India has more honor students than the United States has students. This does not mean that Indians are more intelligent than Americans. It is merely an indicator that Indian students see more incentives in studying and have fewer distractions than American children. Their parents impart to them from a very early age the value of attaining a proper education, especially if their parents are poor. Paying for grades doesn’t enter their minds as most could never afford this practice and those who could wouldn’t even conceive of the notion. How do I know this? Because I was raised by poor Hungarian immigrant parents who explained to me in no uncertain terms the value of an education and all of the rewards that came with that; my parents paying for grades never once entered that equation.

It was my father’s job to support our family. It was my mother’s job to take care of our family. Neither could speak English. They came to the United States with nothing but the clothing on their backs and faced plenty of discrimination because of it. So they had to work long hard hours laboring. No matter how little or how much money my father earned, my mother had to find a way to make it “enough”. My parents explained to me that it was my job to get good grades so that when I grew up I wouldn’t have to work with my back, that I could have a better life working with my brains and provide a level of comfort and security for myself and family with greater ease. They also expressed tremendous pride when I did well In school. When I didn’t do as well as I should have, they were disappointed because they told me that they knew I could do better. What child in the world wants to disappoint their parents?

Both my sister and I agreed with these ideas. Before my children decided to live with my ex-husband who himself saw no value in attaining an education (His parents did believe in paying for good grades.) they were straight A students with perfect attendance and lofty aspirations to be doctors, lawyers, teachers, etc. Since they decided to take the easy way out (much to my dismay) they’ve all either failed and/or barely graduated high school. I believe my oldest daughter is a waitress with no real means of achieving anything more for herself though she is certainly more capable than most because she is so intelligent. My younger three barely scrape by in school/are passed even though they fail miserably despite the fact that they are are very smart: proof positive that their father’s paying them for grades is not nearly adequate to teach the value of an education. I hope that one day, they will come back home to me and realize that the only way to provide security and raise their self-esteem is by attaining a proper education so that they may make their dreams come true. Otherwise, they face a lifetime of struggle and subsistence.

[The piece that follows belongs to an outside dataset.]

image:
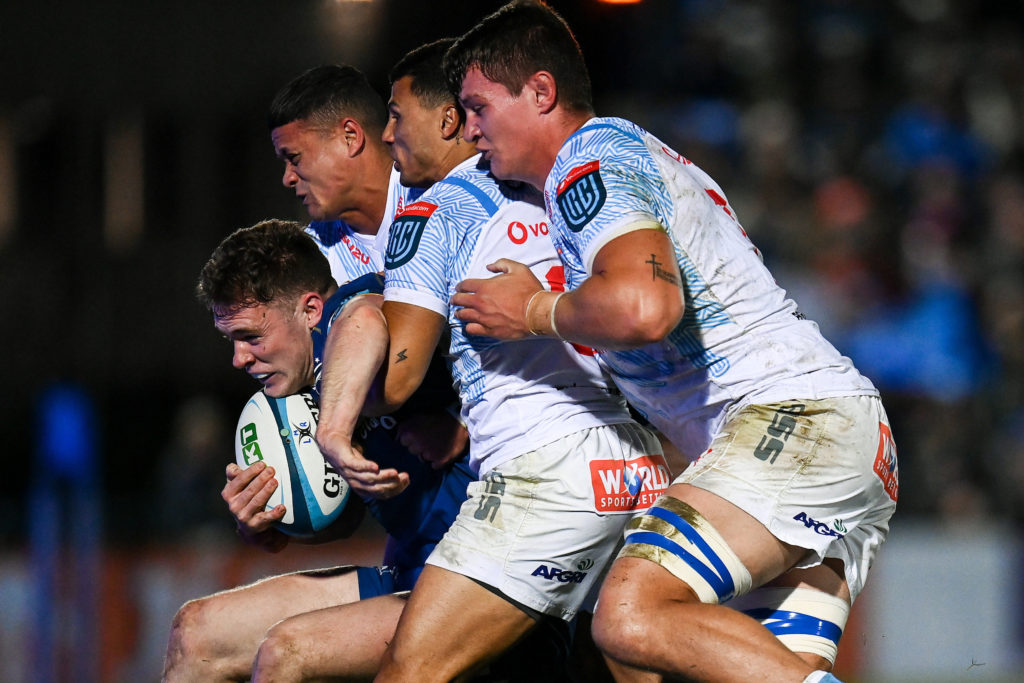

My sister actually moved her children to our parent’s native Hungary for their superior educational system. Her children now speak three languages, learn music and dance, and study very hard in a curriculum that most American children couldn’t begin to fathom. They will do fine in life as they were properly taught the value of an education and that is the self-esteem that comes from achieving your dreams with your brain, not toiling away with your back barely able to scrape by.

Neither I nor my sister ever thought of paying our children for good grades. They get praise and the self-esteem that can only come from accomplishment. If they do not do well then we express dismay and work with them so as to help them achieve the grades that we know they are capable of getting. We instill in them honor, dignity, and pride: all core values that money can not buy. As for what we tell them about their friends whose parents believe in paying them for good grades? Well, my sister doesn’t have that problem as they live in Hungary where such a thought wouldn’t enter the mind of a parent. But when she lived in The United States and my girls lived with me we told them to pity those children and their parents for they are incapable of understanding the value of a proper education and the tremendous personal rewards that come with that.